乃因执政议论不一故也。”公亮曰:“臣本以为不可。”升之曰:“臣本不欲如此,今已书奏,更不敢言。”上曰:“若以为不可,当极论之,何以书奏?既书奏,何以至今乃议论不一?”上问李常疏如何处置,安石曰:“可令分析,是何州县如此?”公亮、升之皆曰:“谏官许风闻言事,岂可令分析?”公亮曰:“王安石但欲己议论胜耳。”上正色言曰:“岂有此耶!”公亮曰:“此言若诬,天实临之。”安石曰:“始与升之言此法,升之以为难,臣即不强;升之既而以吕惠卿、程颢亦责,升之畏流俗,遂肯同签书。当时若升之不同,臣亦岂敢强?升之为此奏天下可行之事,至众但议论未合,即无强行之理。及至朝廷已推行,则非复是臣私议,乃朝廷诏令也。大臣为朝廷诏令,自当以身徇之,臣非好以议论胜,乃欲朝廷法令尊,为人所信,不为浮议妄改。”而已上乃卒令常分析,常乃王安石所引用者,既除谏官,言青苗取息非便。安石见之,大怒,遂曰:“上使明出二分息。”吕惠卿谓常曰:“君何得负介甫?我能使君终身不如人。”及安石分司,常虽言安石不当去,又言青苗不当取二分息,乞罢之。安石既出,面责常曰:“君本出条例司,亦尝预青苗议,今反见攻,何以异於蒋之奇也?”(《纪事本末》卷六十八。)

  11、乙酉,韩琦言:“河朔连岁丰稔,编户安复,兼臣已老病,愿罢臣河北安抚使”从之。(案:《魏公家传》载《乞罢河北四路安抚使奏疏》略曰:前年以河朔新经大灭异,民罹饿殍弃业而去者,道路不绝。臣上体累诏付委之意,不敢固辞。今已期岁,赖圣德所感,去年夏秋,连得大稔,流佣归复,疲瘵一苏,震坏城垒,悉缮固至。於定州、真定府、高阳关三路皆良帅,北虏晏然无事,若尚冒此职,实为冗长。只充大名府安抚使。) 其实王安石怒琦言青苗事,欲以沮琦也。是时陈留亦不敢散钱,知县、大理丞姜潜知必不免,称疾去官。(《纪事本末》卷六十三,又卷六十八。)

  12、戊子,司马光谒告之六日,(案:谒告在二十二日,此为二十七日。《传家集》亦谓二十七日上《辞枢密副使第六劄子》。
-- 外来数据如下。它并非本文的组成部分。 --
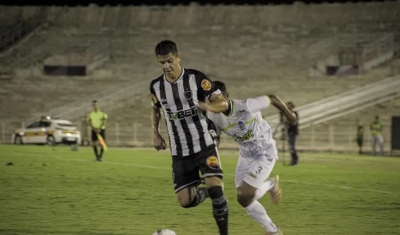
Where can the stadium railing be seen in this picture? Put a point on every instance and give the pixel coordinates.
(340, 104)
(137, 135)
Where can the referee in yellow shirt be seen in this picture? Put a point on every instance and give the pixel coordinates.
(97, 120)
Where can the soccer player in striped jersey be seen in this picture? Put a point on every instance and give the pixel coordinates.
(257, 151)
(181, 94)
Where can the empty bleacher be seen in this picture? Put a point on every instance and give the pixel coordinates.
(255, 49)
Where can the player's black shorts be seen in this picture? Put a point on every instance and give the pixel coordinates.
(185, 170)
(102, 134)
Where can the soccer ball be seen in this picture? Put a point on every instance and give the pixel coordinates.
(164, 231)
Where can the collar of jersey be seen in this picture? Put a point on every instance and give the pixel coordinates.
(232, 107)
(180, 76)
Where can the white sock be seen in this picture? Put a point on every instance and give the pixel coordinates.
(263, 189)
(259, 214)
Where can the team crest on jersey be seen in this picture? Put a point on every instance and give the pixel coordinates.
(206, 85)
(188, 95)
(154, 99)
(212, 162)
(241, 125)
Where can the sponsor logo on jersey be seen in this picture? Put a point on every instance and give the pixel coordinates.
(241, 125)
(206, 85)
(178, 115)
(154, 99)
(241, 111)
(188, 95)
(212, 162)
(249, 134)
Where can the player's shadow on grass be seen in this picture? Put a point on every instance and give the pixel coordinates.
(42, 232)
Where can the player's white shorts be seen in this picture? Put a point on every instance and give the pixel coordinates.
(254, 171)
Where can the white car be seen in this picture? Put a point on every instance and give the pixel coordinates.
(50, 132)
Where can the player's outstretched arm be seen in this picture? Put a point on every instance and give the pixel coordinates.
(158, 140)
(216, 103)
(279, 104)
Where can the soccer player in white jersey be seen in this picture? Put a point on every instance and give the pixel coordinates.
(257, 152)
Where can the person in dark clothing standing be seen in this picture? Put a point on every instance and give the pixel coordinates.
(360, 138)
(292, 132)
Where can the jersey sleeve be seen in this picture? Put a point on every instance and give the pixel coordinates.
(205, 85)
(154, 100)
(258, 103)
(213, 128)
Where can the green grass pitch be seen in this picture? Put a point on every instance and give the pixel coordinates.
(61, 192)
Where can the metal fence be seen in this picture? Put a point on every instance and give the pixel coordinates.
(331, 138)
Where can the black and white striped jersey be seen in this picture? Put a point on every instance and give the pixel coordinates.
(186, 124)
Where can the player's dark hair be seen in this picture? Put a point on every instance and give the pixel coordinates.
(220, 85)
(165, 47)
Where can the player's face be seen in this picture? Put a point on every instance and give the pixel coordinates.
(169, 63)
(225, 94)
(95, 105)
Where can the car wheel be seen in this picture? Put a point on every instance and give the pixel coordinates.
(18, 140)
(51, 141)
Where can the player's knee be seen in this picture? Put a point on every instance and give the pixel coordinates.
(244, 197)
(213, 181)
(184, 198)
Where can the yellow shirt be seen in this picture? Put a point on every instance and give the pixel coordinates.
(376, 128)
(96, 118)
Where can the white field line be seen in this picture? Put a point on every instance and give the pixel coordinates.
(232, 175)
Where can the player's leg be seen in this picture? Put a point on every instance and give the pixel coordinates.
(185, 177)
(374, 142)
(292, 148)
(210, 167)
(381, 144)
(103, 135)
(252, 183)
(95, 142)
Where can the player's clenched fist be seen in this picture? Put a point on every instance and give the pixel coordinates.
(158, 142)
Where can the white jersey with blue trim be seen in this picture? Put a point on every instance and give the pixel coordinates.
(247, 127)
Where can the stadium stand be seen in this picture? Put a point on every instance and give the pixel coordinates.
(254, 49)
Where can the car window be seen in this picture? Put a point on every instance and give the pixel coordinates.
(34, 125)
(45, 124)
(65, 124)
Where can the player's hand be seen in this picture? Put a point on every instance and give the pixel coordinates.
(159, 142)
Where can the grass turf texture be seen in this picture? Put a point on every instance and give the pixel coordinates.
(57, 191)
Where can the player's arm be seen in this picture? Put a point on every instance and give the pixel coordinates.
(90, 122)
(263, 102)
(213, 128)
(214, 101)
(158, 140)
(155, 119)
(155, 112)
(279, 104)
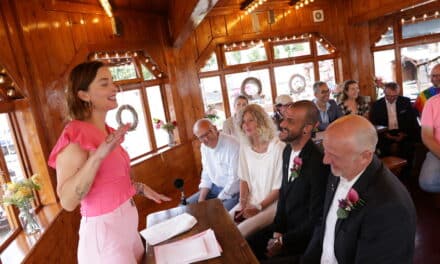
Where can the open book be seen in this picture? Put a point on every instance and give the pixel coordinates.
(199, 247)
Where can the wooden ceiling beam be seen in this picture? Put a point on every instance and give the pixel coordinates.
(185, 16)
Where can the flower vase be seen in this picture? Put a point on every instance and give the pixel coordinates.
(28, 220)
(171, 141)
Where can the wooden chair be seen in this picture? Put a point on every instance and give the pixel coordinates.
(395, 164)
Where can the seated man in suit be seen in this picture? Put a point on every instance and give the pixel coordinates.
(220, 162)
(301, 196)
(328, 109)
(369, 216)
(396, 112)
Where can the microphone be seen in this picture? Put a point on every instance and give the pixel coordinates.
(178, 184)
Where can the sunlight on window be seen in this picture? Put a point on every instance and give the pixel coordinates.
(123, 72)
(253, 54)
(417, 62)
(136, 142)
(211, 64)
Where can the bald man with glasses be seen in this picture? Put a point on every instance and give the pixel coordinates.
(329, 111)
(397, 114)
(219, 153)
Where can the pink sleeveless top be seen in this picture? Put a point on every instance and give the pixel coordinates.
(112, 185)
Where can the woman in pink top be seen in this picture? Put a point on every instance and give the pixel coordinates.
(94, 170)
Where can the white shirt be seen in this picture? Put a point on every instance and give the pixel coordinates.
(328, 247)
(220, 166)
(392, 115)
(261, 171)
(292, 157)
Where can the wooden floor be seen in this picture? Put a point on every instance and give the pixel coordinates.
(427, 249)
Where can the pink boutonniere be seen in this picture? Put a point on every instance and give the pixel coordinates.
(349, 204)
(294, 171)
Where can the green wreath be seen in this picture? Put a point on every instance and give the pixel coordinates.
(133, 113)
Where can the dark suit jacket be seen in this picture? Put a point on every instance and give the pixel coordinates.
(301, 201)
(333, 112)
(406, 116)
(382, 231)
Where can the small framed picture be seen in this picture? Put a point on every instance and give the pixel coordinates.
(318, 15)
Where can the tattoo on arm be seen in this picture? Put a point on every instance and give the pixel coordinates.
(139, 187)
(81, 192)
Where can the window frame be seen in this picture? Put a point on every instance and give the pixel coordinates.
(225, 69)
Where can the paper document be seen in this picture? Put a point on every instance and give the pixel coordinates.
(169, 228)
(199, 247)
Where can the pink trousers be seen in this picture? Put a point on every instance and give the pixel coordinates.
(111, 238)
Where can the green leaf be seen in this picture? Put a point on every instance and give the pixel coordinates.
(341, 213)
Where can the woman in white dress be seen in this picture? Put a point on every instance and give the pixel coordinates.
(230, 125)
(259, 170)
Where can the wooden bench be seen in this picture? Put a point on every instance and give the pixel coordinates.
(395, 164)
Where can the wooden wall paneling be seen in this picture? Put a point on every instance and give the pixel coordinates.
(203, 35)
(246, 23)
(78, 31)
(283, 20)
(234, 25)
(218, 26)
(185, 16)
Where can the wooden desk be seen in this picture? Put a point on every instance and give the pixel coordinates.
(209, 214)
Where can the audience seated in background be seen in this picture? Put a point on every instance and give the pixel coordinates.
(369, 216)
(301, 198)
(230, 126)
(431, 91)
(328, 109)
(281, 103)
(259, 170)
(429, 178)
(351, 102)
(219, 162)
(396, 112)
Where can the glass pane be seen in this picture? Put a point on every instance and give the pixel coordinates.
(157, 110)
(146, 73)
(212, 98)
(258, 95)
(211, 64)
(14, 167)
(327, 73)
(321, 49)
(417, 62)
(422, 28)
(295, 80)
(384, 68)
(387, 38)
(253, 54)
(292, 50)
(9, 150)
(137, 141)
(123, 72)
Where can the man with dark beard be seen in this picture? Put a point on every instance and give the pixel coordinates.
(301, 196)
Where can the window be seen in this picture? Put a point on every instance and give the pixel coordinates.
(246, 55)
(416, 40)
(292, 68)
(292, 50)
(143, 95)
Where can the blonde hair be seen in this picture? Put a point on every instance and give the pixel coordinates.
(265, 126)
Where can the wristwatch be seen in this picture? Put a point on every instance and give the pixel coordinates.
(259, 207)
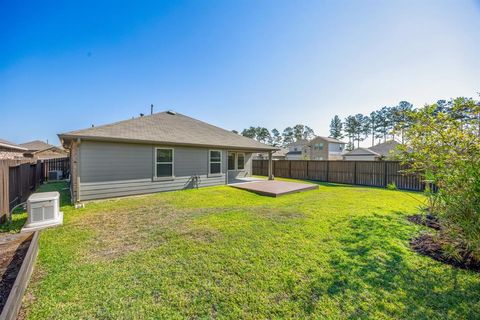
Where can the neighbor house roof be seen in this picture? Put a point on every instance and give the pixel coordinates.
(385, 148)
(280, 153)
(361, 152)
(381, 149)
(329, 139)
(168, 128)
(10, 145)
(37, 145)
(294, 152)
(299, 142)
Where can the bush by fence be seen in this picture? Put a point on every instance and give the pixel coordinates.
(19, 178)
(366, 173)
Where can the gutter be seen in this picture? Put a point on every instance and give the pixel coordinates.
(63, 138)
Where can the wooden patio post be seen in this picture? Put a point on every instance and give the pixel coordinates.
(270, 166)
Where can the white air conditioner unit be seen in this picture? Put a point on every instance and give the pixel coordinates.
(43, 211)
(54, 175)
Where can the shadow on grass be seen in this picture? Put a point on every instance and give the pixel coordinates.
(376, 270)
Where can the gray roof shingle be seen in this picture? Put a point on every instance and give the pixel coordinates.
(168, 128)
(11, 145)
(36, 145)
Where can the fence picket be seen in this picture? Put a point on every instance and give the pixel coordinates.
(367, 173)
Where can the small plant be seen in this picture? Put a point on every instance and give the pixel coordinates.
(392, 186)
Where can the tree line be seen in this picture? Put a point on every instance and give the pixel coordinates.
(379, 125)
(388, 122)
(277, 138)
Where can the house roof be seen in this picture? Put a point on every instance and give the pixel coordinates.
(299, 142)
(280, 153)
(361, 152)
(167, 128)
(385, 148)
(330, 139)
(37, 145)
(294, 152)
(10, 145)
(381, 149)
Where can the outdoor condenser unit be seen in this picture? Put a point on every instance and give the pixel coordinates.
(54, 175)
(43, 211)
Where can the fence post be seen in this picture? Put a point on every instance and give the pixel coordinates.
(355, 172)
(328, 170)
(385, 178)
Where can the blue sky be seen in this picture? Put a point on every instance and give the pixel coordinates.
(65, 65)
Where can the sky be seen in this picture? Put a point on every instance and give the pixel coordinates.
(65, 65)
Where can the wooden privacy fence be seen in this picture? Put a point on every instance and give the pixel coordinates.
(62, 164)
(366, 173)
(19, 178)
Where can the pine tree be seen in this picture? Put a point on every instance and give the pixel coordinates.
(250, 132)
(336, 127)
(288, 136)
(276, 138)
(298, 131)
(308, 133)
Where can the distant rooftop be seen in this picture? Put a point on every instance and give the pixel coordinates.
(11, 145)
(37, 145)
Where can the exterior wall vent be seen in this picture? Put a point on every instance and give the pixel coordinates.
(43, 211)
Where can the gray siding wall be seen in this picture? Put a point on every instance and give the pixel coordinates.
(247, 172)
(108, 169)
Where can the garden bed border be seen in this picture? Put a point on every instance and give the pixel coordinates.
(14, 300)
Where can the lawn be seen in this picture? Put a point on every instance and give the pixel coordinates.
(219, 252)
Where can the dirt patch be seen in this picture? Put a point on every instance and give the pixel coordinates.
(427, 245)
(13, 248)
(425, 220)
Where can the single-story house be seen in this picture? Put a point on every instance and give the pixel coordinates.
(11, 151)
(277, 155)
(42, 150)
(160, 152)
(381, 151)
(319, 148)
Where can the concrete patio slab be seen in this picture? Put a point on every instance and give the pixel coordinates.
(273, 188)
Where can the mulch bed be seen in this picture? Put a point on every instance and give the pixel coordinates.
(425, 220)
(426, 245)
(13, 248)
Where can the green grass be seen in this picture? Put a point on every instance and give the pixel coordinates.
(338, 252)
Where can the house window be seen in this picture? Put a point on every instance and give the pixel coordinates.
(231, 161)
(164, 163)
(240, 161)
(215, 162)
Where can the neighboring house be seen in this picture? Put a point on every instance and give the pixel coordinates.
(161, 152)
(326, 148)
(319, 148)
(298, 150)
(381, 151)
(41, 150)
(277, 155)
(11, 151)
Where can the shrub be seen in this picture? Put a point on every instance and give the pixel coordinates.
(443, 146)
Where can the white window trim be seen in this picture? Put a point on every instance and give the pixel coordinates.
(209, 162)
(155, 164)
(236, 161)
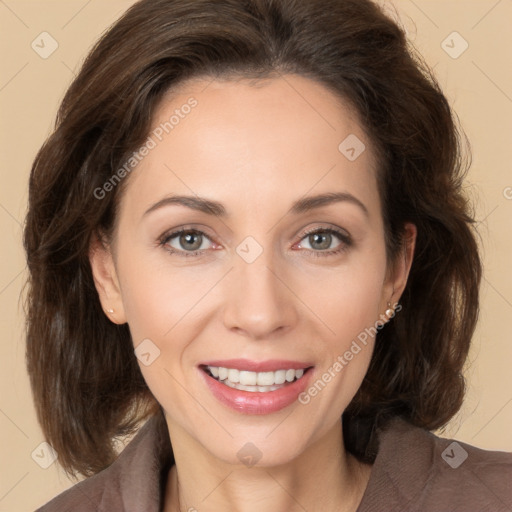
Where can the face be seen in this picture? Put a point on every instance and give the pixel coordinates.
(264, 287)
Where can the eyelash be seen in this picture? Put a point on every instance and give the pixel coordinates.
(345, 240)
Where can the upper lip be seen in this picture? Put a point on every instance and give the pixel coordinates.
(270, 365)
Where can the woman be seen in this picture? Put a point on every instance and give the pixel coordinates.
(247, 237)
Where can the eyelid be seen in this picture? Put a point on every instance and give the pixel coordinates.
(343, 236)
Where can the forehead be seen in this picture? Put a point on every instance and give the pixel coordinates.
(253, 144)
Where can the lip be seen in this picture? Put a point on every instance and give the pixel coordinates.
(271, 365)
(257, 402)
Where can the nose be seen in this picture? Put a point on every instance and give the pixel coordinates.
(259, 301)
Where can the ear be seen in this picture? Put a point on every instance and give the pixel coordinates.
(399, 272)
(106, 280)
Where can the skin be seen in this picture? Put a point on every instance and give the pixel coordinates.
(256, 148)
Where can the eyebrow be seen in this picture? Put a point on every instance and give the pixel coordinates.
(302, 205)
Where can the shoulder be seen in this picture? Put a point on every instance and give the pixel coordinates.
(134, 481)
(419, 471)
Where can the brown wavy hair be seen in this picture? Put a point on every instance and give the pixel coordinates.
(87, 385)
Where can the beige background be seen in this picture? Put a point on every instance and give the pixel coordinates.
(479, 85)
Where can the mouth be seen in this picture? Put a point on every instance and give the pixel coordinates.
(254, 382)
(256, 388)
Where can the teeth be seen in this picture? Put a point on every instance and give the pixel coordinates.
(254, 381)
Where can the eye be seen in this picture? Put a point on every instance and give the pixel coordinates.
(185, 242)
(320, 241)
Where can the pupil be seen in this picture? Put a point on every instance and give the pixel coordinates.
(317, 238)
(187, 239)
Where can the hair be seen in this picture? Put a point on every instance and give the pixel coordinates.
(87, 385)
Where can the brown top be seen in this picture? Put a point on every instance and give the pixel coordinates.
(414, 471)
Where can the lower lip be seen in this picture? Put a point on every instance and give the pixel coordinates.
(256, 402)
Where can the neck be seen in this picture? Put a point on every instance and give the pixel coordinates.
(322, 478)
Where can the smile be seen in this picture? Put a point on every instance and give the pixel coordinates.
(254, 381)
) 上复趣入见,光言:(案:此为《第六劄子》。据《传家集》所载云:臣伏准勾当御药刘有方传宣抚问,兼问臣取几日入见,令早入者。圣恩深厚,不忘微贱,存恤勤至,臣蝼蚁之命,无足报塞,惶恐无措。伏念臣即膝疮虽稍减可,尚未痊愈,有妨拜起,未知可以入见之日。不独如此,兼为) “臣近曾上疏,(案:《传家集》此下有云:乞罢制置三司条例司,及追还诸路常平、广惠仓使者。) 未闻朝廷少赐录,(案:《传家集》此下有云:但闻条例司愈用事,催散青苗钱愈急,中外人情愈皇皇不安。) 臣当此际,独以何心敢当高位?(案:《传家集》此下有云:故宁被严谴,未敢辄出。臣闻古者国有大事,谋及卿士,谋及庶人,参酌下情,与众同欲。是以事无不当,令无不行。未尝有四海之内卿士大夫,农商工贾,异口同辞,咸以为非,独信二三人之偏见,而能成功致治者也。伏望陛下出臣近所上疏,宣示中外,庶使共决是非。) 若臣言果是,乞早赐施行;若臣言果非,乞更不差使臣宣召,早收还枢密副使敕告。”(《纪事本末》卷六十八。案:《传家集》此下有云:治臣妄言及违慢之罪,明正刑书。庶使是非不至混淆,微臣进退有地,不为天下之所疑怪。取进止。又案:《太平治迹统类》云:方光力辞,韩琦亟走,书文彦博请勉之云:“主上倚重膺之,庶几行道,道不行,然后去之可也。”彦博以琦书示光,光正色曰:“古今为此,名利所诱,亏坏名节者不少矣。”於是彦博复琦书曰:“君实作事,令人不可及,直当求之古人中也。”)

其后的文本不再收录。